May 03, 2018
The first area to focus attention in contract drafting is what is often called the “scope document” or “statement of work.” Other terms commonly used include specifications or requirements. Regardless of the nomenclature, these all refer to a written statement that sets forth what the vendor is supposed to do or provide to earn its fee or compensation.
The customer’s goal with respect to that statement is that it should describe the work required of the vendor clearly and without ambiguity. In this context, an ambiguity simply means that one or more reasonable people would or could interpret a writing (i.e., a word, phrase, sentence, paragraph or discussion) in more than one way. Ambiguities often give rise to opportunistic behavior on the vendor’s part, and further, create uncertainty with respect to litigation outcomes.
While every contractual situation is unique, what follows are a number of techniques that if employed will increase the customer’s chances of achieving the necessary clarity. In drafting the statement of work, the customer should draft with the potential ultimate audience in mind. In this case, the potential audience is the “fact finder:” the judge, jury or arbitrator who may decide the dispute in the event of litigation. This audience will typically not have any familiarity with the parties or the nature of the relationship, and will often lack the expertise to understand the technical issues involved without assistance from the witnesses that the parties offer. Needless to say, the customer must take care to describe the vendor’s scope of work in a way that is clear to such an audience.
At a minimum, a scope of work document must describe, in plain English, each aspect or item of work that the vendor should perform. The scope of work should do so in objective, rather than subjective terms. Avoid adjectives and adverbs that are “sales-speak” or that could mean different things to different people. Examples in the technology arena might include “lightweight,” “scalable,” “customer centric,” “easily configurable”, “flexible” and the like.
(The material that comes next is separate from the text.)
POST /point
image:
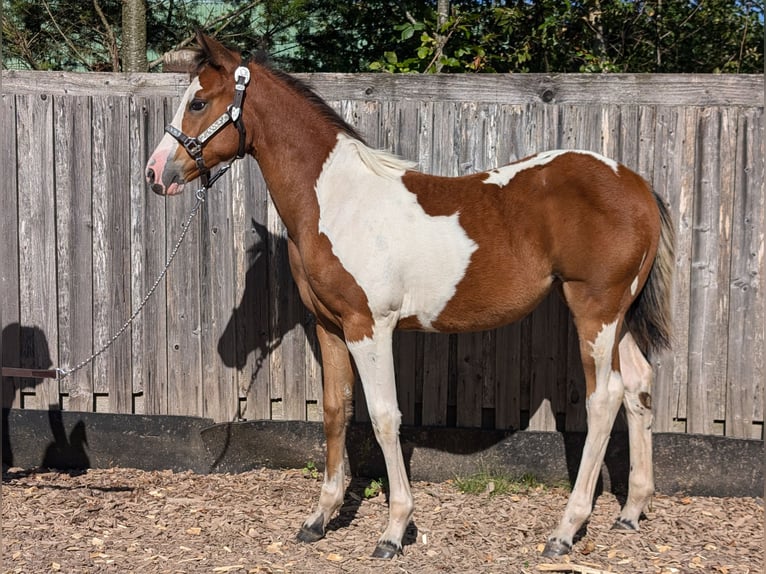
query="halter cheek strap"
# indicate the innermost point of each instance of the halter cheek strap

Subjectivity often creeps into contracts where the parties are attempting to describe a division of responsibilities between the parties. Thus, the parties may state that the customer will “support” the vendor’s efforts, or “partner”, “coordinate” or “facilitate” the vendor’s efforts, without specifying where the customer’s responsibilities begin and end. A better approach would be to state that the customer’s responsibilities in a certain area include the following one, two, or three things or tasks, but that all other efforts remain the vendor’s responsibility.
The customer should also avoid using undefined jargon, “undefined” being the key word. While, especially in the context of a highly technical procurement, it is difficult if not impossible to use technical terms in describing a good or service, the customer should take every effort to define the technical terms in the contract document or by reference to some identifiable external source.
It is sometimes possible to depict the subject matter of the vendor’s work in pictures or otherwise graphically. Examples range from construction drawings, equipment diagrams, flow charts, conceptual drawings, and software screen mock-ups. The customer should take the opportunity to do so when it is present. There is the saying that a picture is worth a thousand words; this is true ten-fold in litigation. It is difficult for a vendor to wriggle out of its contractual obligation before a fact finder when the judge or jury can compare a picture of what the product or service was supposed to be or look like with what the vendor actually delivered.
While it is impossible to catalogue all of the best techniques for addressing every conceivable contractual permutation, these techniques are illustrative of the general approach a customer should take. As will be apparent from the discussion in the successive discussions, these techniques have potential application for drafting other portions of the contract.